Chemnitz - "Wir wissen, was auf uns zukommt." Mit diesen Worten begann Romy Polster am Freitagmittag ihre erste Pressekonferenz als CFC-Vorstandsvorsitzende.

CFC-Vorstandsvorsitzende Romy Polster.
CFC-Vorstandsvorsitzende Romy Polster.  © Picture Point/Gabor Krieg

Nach Monaten im Notvorstand ist es für die Unternehmerin ein fließender Übergang. Ganz oben auf der Aufgabenliste: das schnelle Ende des Insolvenzverfahrens für den CFC e.V.

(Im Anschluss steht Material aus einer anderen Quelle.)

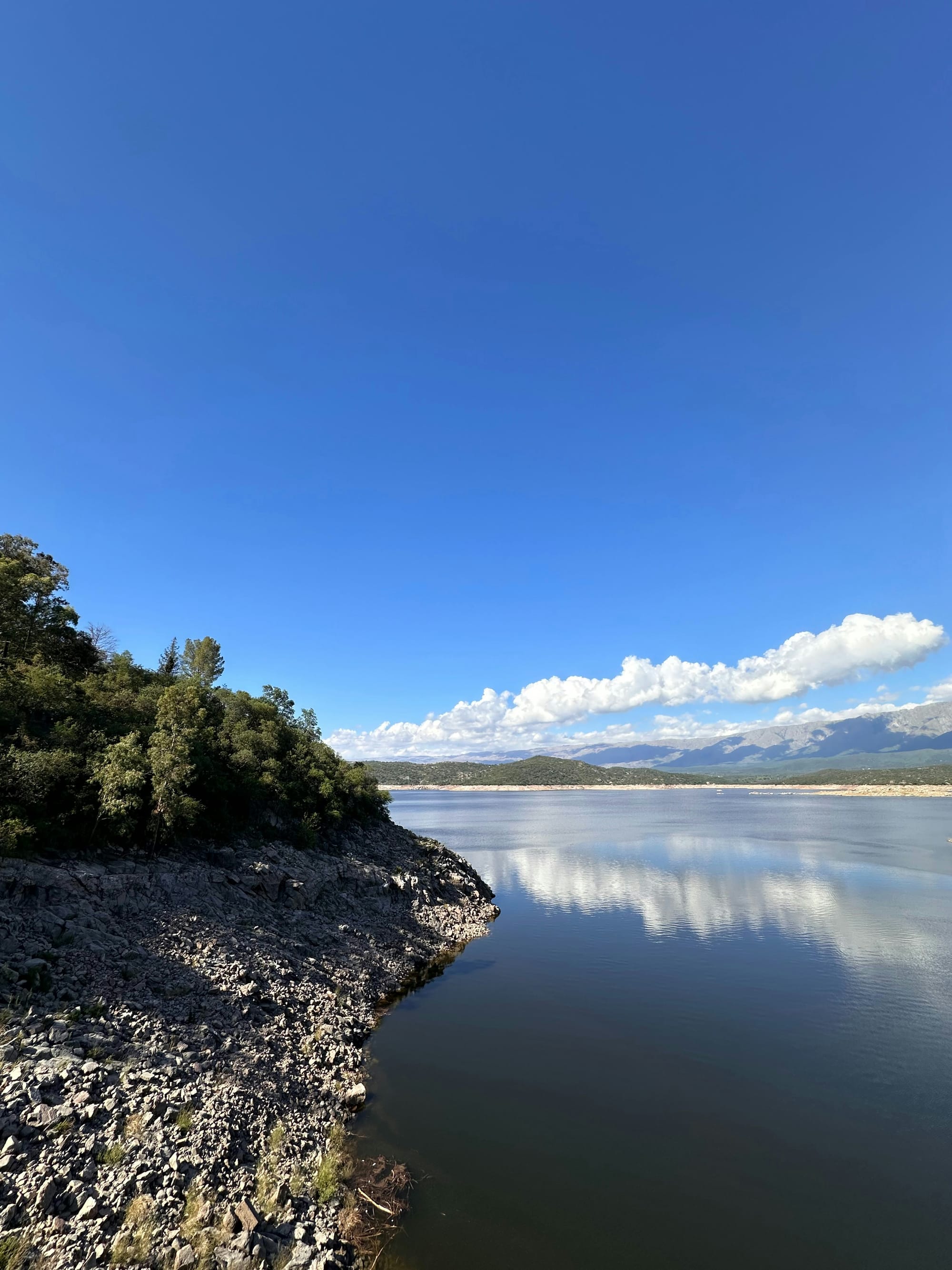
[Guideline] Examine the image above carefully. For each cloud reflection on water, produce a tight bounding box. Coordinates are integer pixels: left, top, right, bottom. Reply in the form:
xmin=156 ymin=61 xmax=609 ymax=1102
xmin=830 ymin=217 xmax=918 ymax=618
xmin=475 ymin=836 xmax=952 ymax=973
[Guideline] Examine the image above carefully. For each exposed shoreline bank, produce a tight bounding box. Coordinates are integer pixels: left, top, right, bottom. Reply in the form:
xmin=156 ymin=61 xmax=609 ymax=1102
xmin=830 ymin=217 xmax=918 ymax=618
xmin=0 ymin=824 xmax=497 ymax=1270
xmin=381 ymin=784 xmax=952 ymax=798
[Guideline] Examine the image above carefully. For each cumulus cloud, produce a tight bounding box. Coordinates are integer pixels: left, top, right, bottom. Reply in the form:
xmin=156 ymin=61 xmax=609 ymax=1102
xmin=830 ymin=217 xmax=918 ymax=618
xmin=329 ymin=613 xmax=946 ymax=758
xmin=925 ymin=676 xmax=952 ymax=701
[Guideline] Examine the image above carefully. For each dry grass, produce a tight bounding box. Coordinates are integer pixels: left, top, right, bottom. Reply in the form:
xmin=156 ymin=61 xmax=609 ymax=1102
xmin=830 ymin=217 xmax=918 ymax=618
xmin=312 ymin=1124 xmax=353 ymax=1204
xmin=109 ymin=1195 xmax=155 ymax=1266
xmin=255 ymin=1124 xmax=287 ymax=1213
xmin=98 ymin=1142 xmax=126 ymax=1165
xmin=179 ymin=1182 xmax=227 ymax=1270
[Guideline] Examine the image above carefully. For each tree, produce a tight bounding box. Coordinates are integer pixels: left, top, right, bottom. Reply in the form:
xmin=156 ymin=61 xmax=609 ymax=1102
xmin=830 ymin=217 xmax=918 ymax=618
xmin=86 ymin=622 xmax=119 ymax=662
xmin=95 ymin=731 xmax=149 ymax=836
xmin=158 ymin=635 xmax=181 ymax=678
xmin=0 ymin=533 xmax=99 ymax=672
xmin=181 ymin=635 xmax=225 ymax=689
xmin=261 ymin=683 xmax=295 ymax=723
xmin=149 ymin=680 xmax=208 ymax=837
xmin=295 ymin=706 xmax=321 ymax=740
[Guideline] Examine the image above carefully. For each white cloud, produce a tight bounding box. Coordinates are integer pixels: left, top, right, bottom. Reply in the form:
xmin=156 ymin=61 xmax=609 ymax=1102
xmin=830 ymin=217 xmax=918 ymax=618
xmin=329 ymin=613 xmax=946 ymax=758
xmin=925 ymin=674 xmax=952 ymax=701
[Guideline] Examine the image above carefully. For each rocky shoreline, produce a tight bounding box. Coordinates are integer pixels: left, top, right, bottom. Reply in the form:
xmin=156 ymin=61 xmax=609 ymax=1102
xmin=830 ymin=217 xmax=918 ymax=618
xmin=0 ymin=823 xmax=497 ymax=1270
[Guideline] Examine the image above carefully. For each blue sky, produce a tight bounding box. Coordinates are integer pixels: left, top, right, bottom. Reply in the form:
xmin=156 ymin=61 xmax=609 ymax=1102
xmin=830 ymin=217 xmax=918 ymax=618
xmin=0 ymin=0 xmax=952 ymax=751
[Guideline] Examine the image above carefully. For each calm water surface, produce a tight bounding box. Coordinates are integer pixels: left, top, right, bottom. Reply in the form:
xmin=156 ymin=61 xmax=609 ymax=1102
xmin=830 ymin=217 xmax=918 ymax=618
xmin=358 ymin=790 xmax=952 ymax=1270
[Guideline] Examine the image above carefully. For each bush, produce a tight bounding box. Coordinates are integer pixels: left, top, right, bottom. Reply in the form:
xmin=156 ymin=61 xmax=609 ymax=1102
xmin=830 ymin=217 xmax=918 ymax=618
xmin=0 ymin=533 xmax=390 ymax=855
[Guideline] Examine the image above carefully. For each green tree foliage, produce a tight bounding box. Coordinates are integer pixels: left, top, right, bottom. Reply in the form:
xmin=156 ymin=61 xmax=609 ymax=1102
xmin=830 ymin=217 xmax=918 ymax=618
xmin=0 ymin=535 xmax=388 ymax=853
xmin=158 ymin=638 xmax=181 ymax=678
xmin=181 ymin=635 xmax=225 ymax=689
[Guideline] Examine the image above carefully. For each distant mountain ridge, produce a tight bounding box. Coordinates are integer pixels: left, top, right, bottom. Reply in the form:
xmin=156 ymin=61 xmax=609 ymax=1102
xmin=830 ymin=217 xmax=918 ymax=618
xmin=571 ymin=701 xmax=952 ymax=771
xmin=360 ymin=701 xmax=952 ymax=775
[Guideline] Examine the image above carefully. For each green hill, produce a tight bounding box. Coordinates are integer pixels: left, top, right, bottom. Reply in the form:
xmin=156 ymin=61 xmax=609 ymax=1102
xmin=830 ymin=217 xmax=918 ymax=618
xmin=362 ymin=756 xmax=952 ymax=788
xmin=364 ymin=754 xmax=707 ymax=786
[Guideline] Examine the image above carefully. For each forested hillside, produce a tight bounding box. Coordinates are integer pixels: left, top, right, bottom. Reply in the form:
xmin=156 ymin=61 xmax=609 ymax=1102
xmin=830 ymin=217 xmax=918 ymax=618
xmin=366 ymin=756 xmax=707 ymax=785
xmin=0 ymin=533 xmax=388 ymax=853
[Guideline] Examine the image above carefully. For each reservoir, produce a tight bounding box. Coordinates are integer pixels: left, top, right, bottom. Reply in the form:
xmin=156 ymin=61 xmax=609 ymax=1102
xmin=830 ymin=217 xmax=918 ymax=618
xmin=356 ymin=789 xmax=952 ymax=1270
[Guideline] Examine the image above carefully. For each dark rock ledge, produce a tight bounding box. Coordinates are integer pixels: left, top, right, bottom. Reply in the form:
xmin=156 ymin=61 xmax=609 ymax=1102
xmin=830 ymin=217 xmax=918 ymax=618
xmin=0 ymin=824 xmax=497 ymax=1270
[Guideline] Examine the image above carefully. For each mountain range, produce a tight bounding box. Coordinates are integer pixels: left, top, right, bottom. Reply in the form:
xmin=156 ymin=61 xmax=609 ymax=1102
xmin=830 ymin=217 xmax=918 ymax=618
xmin=378 ymin=701 xmax=952 ymax=775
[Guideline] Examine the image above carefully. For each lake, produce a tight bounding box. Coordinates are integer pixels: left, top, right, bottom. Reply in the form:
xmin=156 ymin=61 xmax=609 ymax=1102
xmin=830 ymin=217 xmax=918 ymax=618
xmin=356 ymin=789 xmax=952 ymax=1270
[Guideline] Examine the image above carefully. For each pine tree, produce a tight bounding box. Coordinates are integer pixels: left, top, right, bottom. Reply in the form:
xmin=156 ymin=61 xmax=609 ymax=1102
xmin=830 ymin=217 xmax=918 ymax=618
xmin=158 ymin=636 xmax=181 ymax=678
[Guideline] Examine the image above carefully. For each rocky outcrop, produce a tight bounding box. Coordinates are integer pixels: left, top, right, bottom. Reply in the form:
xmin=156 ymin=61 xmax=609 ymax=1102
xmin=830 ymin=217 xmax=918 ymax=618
xmin=0 ymin=824 xmax=496 ymax=1270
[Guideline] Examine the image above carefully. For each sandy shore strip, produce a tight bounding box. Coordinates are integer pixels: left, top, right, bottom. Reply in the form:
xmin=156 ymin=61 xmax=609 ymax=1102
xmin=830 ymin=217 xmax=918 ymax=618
xmin=381 ymin=785 xmax=952 ymax=798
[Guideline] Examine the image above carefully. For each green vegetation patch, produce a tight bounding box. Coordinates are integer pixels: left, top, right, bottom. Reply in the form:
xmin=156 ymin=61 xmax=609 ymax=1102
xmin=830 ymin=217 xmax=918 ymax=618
xmin=364 ymin=754 xmax=708 ymax=786
xmin=0 ymin=533 xmax=388 ymax=858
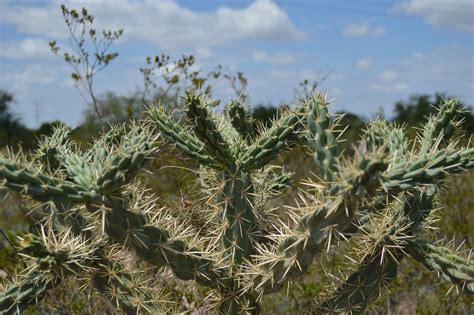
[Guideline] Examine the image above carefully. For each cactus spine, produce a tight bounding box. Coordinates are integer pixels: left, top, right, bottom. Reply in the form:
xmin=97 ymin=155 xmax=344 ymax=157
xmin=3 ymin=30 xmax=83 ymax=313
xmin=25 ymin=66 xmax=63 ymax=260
xmin=0 ymin=92 xmax=474 ymax=314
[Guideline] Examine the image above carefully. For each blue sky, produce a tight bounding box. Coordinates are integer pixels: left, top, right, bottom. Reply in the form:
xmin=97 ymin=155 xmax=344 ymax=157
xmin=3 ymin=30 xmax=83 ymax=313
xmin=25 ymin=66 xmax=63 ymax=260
xmin=0 ymin=0 xmax=474 ymax=127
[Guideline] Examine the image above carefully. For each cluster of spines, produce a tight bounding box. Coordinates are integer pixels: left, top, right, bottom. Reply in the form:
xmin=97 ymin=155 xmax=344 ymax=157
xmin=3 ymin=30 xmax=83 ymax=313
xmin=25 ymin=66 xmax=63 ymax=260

"Doch so einfach und schnell geht das nicht, sonst hätten wir es längst getan", betonte Polster.

Rund 400.000 Euro fehlen, um die Gläubiger zu befriedigen. Aktuell gibt es nicht mal einen Insolvenzplan.

"Der muss neu aufgestellt werden, oder wir nehmen den alten und ändern einige Details. Steht der Insolvenzplan, dauert es mindestens ein Vierteljahr, bis dieser vom Amtsgericht geprüft worden ist. Danach muss erneut eine Gläubigerversammlung einberufen werden", erläuterte Polster.

Erfreuliche Nachrichten überbrachte sie für das Nachwuchsleistungszentrum.

"Auf dem Anderkonto sind bereits über 50.000 Euro eingegangen. Das ist greifbare Unterstützung durch unsere Fans und Mitglieder", freute sich Polster und versicherte: "Dieses Geld kommt zu 100 Prozent unserem Nachwuchs zugute."